7. Play with hundreds of cats on Lanai

Lanica Conservation Area

Lāna’i Cat Sanctuary has more than 600 cats.
Photo: Steve Cherniak

Many people know about luxury resorts in Lanai.However, it is also home Lanai Cat Sanctuary. The non-profit organization draws from the city of Lanai and native and endangered birds such as ‘ua’u, Or Hawaiian petrels, which create ground nests. The center takes care of more than 600 rescued cats and welcomes everyone to spend a day with them.

8. Continue Indiana Jones– Adventure through one of Hawaii’s richest fossil sites


Makauwehi Cave is one of the richest fossil sites in Hawaii.
Photo: David Croxford

Maakauwahi Caves on Kauai’s south shore is the largest limestone cave in Hawaii and one of the richest fossil sites on the island. The cave began to form more than 400,000 years ago as a sand dune that was later turned into limestone. About 7,000 years ago, the ceiling collapsed, creating a natural amphitheater. Today, visitors can enter the cave — a natural wonder unique to Kauai — to learn more about where paleontologists and archaeologists unearthed pollen, seeds, animal bones and ancient Polynesian artifacts.

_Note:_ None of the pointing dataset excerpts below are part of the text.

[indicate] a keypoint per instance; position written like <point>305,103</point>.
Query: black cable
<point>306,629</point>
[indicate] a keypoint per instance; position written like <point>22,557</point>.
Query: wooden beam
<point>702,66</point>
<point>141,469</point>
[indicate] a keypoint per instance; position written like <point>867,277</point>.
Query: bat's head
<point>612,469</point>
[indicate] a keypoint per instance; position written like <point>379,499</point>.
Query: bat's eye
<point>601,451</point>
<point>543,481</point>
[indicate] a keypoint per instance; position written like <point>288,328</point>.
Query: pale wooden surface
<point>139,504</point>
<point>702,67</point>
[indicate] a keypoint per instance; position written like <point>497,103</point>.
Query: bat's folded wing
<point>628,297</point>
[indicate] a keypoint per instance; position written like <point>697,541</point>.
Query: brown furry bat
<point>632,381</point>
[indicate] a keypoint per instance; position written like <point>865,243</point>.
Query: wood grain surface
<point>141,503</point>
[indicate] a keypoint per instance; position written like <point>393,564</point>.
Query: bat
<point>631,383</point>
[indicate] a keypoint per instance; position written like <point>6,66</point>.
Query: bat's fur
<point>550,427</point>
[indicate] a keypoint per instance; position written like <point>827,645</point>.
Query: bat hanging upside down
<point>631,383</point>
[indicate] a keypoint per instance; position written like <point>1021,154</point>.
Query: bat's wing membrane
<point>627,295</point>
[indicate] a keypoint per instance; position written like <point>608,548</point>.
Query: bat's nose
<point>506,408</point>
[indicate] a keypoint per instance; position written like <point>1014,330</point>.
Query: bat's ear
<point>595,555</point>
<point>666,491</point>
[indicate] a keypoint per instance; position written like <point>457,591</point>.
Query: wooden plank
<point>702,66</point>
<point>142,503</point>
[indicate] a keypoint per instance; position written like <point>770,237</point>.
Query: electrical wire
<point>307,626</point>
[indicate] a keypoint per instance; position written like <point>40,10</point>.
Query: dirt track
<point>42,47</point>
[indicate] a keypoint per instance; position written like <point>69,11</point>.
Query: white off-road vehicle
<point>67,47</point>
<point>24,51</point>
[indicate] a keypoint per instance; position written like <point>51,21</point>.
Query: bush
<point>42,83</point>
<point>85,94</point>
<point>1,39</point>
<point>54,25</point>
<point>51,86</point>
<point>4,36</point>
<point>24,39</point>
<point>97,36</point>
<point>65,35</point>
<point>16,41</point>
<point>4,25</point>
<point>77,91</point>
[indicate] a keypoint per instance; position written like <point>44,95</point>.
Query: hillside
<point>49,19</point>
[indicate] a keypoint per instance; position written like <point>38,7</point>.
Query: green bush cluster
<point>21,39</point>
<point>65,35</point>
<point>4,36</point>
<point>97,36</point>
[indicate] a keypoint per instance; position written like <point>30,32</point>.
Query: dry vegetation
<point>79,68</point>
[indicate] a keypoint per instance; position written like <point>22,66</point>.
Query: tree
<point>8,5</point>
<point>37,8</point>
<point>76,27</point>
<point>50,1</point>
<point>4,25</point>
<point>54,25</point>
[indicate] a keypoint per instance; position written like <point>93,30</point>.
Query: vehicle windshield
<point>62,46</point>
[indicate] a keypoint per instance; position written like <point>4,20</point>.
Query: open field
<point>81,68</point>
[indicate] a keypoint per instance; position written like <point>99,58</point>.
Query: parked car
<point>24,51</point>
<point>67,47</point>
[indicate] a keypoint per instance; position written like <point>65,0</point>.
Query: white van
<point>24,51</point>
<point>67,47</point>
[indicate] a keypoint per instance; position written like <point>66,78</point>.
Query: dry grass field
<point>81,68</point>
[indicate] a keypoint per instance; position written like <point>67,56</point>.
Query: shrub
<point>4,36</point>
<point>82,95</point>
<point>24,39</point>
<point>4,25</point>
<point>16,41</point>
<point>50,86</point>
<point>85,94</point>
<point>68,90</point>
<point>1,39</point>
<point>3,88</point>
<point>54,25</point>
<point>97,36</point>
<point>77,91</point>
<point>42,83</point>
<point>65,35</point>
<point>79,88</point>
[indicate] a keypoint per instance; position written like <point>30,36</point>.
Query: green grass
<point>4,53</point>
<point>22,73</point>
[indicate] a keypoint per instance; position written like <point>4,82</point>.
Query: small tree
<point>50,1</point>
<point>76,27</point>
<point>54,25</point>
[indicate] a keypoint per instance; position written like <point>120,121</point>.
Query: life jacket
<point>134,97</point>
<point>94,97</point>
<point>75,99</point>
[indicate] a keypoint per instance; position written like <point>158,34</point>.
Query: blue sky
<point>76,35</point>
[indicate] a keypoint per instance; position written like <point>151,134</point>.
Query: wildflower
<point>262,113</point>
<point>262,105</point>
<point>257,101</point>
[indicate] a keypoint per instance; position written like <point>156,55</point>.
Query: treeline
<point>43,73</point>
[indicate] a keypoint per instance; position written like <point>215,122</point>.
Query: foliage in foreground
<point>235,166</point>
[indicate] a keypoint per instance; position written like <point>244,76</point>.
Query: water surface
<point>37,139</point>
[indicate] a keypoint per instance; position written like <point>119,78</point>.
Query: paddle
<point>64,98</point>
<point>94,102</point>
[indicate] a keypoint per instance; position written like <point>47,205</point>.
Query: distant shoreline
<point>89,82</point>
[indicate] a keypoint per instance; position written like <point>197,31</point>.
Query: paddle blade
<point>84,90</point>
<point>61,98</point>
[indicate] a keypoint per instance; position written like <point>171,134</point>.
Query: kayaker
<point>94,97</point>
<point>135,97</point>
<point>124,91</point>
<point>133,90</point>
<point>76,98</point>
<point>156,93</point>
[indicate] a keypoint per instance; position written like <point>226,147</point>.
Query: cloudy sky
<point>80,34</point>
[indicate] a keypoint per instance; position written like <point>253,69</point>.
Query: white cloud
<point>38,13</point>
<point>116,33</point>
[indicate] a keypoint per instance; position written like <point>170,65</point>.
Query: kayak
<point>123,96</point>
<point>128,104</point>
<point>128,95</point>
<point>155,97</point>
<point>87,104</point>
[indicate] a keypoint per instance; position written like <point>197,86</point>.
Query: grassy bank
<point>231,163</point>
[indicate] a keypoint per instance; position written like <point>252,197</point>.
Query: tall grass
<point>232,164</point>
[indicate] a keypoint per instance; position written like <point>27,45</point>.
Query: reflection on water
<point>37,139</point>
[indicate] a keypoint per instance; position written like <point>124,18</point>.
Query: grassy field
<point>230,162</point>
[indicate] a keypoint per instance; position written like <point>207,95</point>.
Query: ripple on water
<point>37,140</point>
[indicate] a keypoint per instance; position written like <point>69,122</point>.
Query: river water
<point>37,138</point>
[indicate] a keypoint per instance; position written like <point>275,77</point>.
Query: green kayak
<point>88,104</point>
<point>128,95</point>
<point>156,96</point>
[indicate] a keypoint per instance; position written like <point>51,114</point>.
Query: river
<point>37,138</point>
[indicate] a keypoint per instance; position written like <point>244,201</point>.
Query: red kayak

9. Get spooked on a hawaii ghost tour

lopaca capanue

Storyteller Lopaka Kapanui guides visitors through Oahu’s most active paranormal streets.
Photo: Aaron K. Yoshino

It’s not all blue skies and sunshine in Hawaii. Generations of residents are well versed in sharing local ghost stories and superstitions that will send chills down the spine of any visitor. One expert in telling these horrific stories is Lopaka Kapanui. For more than 20 years, Kapanui has led ghost tours through Oahu’s most active paranormal streets.his Hawaiian Mystery Tours educate locals and tourists about the spiritual history and culture of Hawaii. Kapanui shares legends and oral traditions about mysterious sightings and haunted places, and provides evidence from historical accounts and newspaper clippings.These tours are not only extraordinary out-of-the-box goosebumps, but experience the more popular attractions and luau.

10. Buy books at America’s westernmost bookstore


Talk Story Bookstore is located in Hanapēpē, the westernmost bookstore in the United States
Photo: Hawaii Tourism Authority (HTA)/Ben Ono

Located in the town of Hanapepe on Kauai, storytelling bookstore is the westernmost book Shopping in the US – it’s a book lover’s paradise.From bestselling novels to beloved recipe books and retro comics, local books The store has something that will interest every reader. Stop by the charming bookstore in Old Town Sugar City to browse an impressive collection of old and new titles, as well as rare out-of-print titles.